“It’s one minute to midnight and we need to act now,” the UK’s Prime Minister Boris Johnson will declare on Monday as he seeks to stir world leaders into dramatic action at urgent UN climate talks.
At the COP26 opening ceremony, the prime minister will say humanity has “long since run down the clock on climate change”, warning that if we don’t get serious today, “it will be too late for our children to do so tomorrow”.
Mr Johnson will call for action from the audience of more than 120 world leaders on “coal, cars, cash and trees” – his signature shorthand for four priority areas for COP26. They roughly translate to phasing out coal, accelerating the transition to electric vehicles and ending deforestation, as well as stumping up climate finance to help developing nations on the frontline of the climate crisis.
The prime minister will use his speech in Glasgow to announce a further £1bn of UK aid for climate finance over a five years, bringing the total to a “world-leading” £12.6bn by 2025 – subject to the economy growing as forecast.
Environmentalists welcomed the new funding for climate finance, a longstanding thorny issue in negotiations, but said the figure was overshadowed by earlier UK cuts to foreign aid.
Tom Burke, chairman and co-founder of think tank E3G, said: “this looks much more like managing today’s headlines than managing the climate crisis.”
Richard Black, senior associate at ECIU, said the proviso on economic growth may “strike the poorest countries on Earth as deeply ironic” given they need climate finance precisely because their own economies are suffering from climate change impacts driven by emissions from developed countries.
He also said that France, Germany and Japan are already providing greater sums than the UK, “and this relatively small increase won’t change that”.
Last week a report revealed that developed countries would not mobilise the $100bn goal for public and private finance until 2023.
World leaders will also today hear from Prince Charles, who will call for a “war-like footing” to tackle the climate crisis, and Sir David Attenborough, who has described these talks as the last chance to prevent “runaway” global warming.
Leaders will then throughout Monday and Tuesday deliver statements on their own climate action. These announcements will provide the fuel to see through the rest of the talks over the next two weeks, as negotiators and ministers seek side deals on things like phasing out coal or financing adaptation, which means helping poor countries with the infrastructure to cope with the impacts of global heating.
It is expected that we will hear statements from US President Joe Biden, Charles Michel, president of the European Council, Ursula von der Leyen, president of the European Commission, Indonesian President Joko Widodo, French President Emmanuel Macron and Turkey’s President Recep Tayyip Erdoğan, among many others.
Momentum going into the talks was modestly boosted by the G20 meeting over the weekend, where 20 major economies agreed to end international coal finance this year, following similar commitments by G7, South Korea, Japan, China, and OECD.

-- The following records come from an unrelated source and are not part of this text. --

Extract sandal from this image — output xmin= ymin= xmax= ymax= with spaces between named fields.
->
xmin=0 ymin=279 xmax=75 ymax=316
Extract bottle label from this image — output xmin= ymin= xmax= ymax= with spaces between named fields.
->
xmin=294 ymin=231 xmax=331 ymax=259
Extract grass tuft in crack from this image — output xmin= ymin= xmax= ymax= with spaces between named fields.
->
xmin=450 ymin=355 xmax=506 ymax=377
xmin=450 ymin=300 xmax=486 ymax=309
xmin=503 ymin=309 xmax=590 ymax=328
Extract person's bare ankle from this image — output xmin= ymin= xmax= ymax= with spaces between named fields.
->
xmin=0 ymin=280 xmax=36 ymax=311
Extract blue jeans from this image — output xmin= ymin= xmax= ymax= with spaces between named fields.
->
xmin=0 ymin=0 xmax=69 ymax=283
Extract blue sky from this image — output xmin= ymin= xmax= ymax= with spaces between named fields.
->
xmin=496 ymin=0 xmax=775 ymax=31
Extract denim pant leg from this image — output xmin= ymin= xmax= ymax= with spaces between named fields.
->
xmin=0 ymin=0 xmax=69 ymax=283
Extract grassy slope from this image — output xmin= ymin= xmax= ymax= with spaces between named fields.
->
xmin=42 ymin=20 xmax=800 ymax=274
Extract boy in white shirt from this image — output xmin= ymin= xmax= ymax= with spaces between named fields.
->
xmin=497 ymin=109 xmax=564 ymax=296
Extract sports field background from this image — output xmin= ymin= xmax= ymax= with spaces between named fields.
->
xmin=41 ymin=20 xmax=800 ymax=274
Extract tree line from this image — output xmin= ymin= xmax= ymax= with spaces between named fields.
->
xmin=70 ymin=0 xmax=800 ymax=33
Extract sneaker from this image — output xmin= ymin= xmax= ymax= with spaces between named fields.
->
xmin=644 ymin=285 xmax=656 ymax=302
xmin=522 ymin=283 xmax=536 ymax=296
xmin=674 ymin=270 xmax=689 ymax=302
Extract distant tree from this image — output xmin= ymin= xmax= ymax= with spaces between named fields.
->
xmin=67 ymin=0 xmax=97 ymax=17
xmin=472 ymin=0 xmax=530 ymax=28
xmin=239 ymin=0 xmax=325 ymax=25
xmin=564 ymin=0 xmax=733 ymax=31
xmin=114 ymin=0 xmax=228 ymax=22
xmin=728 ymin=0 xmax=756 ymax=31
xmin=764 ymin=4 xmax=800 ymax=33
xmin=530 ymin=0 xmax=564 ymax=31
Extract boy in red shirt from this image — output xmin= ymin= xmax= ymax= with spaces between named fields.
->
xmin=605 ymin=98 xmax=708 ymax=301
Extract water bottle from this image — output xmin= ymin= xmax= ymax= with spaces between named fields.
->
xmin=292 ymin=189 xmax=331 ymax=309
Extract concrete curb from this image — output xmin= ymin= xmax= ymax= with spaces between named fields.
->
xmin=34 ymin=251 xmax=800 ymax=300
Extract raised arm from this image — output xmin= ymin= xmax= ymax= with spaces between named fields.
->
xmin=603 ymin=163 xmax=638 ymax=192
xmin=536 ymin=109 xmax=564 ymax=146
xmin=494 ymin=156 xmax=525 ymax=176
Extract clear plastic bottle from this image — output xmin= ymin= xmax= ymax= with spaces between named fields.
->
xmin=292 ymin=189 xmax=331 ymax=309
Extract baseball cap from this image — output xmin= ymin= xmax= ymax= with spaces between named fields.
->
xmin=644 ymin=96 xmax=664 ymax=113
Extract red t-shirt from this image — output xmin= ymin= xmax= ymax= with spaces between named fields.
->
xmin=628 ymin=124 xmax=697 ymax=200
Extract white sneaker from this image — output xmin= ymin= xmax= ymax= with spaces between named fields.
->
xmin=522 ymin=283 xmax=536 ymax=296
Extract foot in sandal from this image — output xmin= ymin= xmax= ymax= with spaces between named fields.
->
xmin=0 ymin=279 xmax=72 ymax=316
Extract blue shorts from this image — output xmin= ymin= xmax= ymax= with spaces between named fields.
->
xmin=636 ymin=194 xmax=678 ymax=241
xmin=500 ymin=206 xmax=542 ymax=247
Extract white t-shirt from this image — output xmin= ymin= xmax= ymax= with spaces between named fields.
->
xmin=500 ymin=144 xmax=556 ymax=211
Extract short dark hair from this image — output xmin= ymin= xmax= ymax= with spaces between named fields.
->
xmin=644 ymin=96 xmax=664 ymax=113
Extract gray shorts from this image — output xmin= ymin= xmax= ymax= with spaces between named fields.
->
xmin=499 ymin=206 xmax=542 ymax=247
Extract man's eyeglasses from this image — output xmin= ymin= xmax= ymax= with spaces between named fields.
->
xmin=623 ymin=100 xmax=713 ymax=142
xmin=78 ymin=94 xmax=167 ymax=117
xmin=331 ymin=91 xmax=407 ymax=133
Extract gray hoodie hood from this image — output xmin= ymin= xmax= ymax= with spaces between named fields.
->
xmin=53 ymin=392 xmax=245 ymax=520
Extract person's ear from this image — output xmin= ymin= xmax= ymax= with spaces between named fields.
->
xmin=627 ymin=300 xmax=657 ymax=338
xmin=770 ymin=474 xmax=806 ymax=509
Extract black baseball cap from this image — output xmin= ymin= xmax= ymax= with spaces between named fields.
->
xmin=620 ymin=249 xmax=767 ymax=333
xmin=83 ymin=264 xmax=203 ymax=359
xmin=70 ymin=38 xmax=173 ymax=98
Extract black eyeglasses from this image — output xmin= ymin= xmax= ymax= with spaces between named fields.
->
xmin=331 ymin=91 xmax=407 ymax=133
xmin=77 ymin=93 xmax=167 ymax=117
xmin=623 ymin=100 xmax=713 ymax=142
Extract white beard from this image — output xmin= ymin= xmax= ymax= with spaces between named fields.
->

There was also a new stronger consensus about the need to limit warming to 1.5C rather than a previous upper limit of 2C.
Science has recently become even clearer that we will still experience extreme weather and human suffering even at 1.5C and that we should therefore keep warming as low as possible and under the lower limit. The world is currently on track for 2.2-2.7C of warming.
However the G20 was less clear on how they would phase out fossil fuel subsidies and domestic coal use, or how they would mobilise climate finance.
Alex Scott, E3G’s climate diplomacy lead, called the agreement on 1.5C “significant”, saying it gives a “clear sense of direction” for COP26. But she said they hardly made it “crystal clear” how these promises would be put into practice, making it difficult for COP negotiators come up with the answers.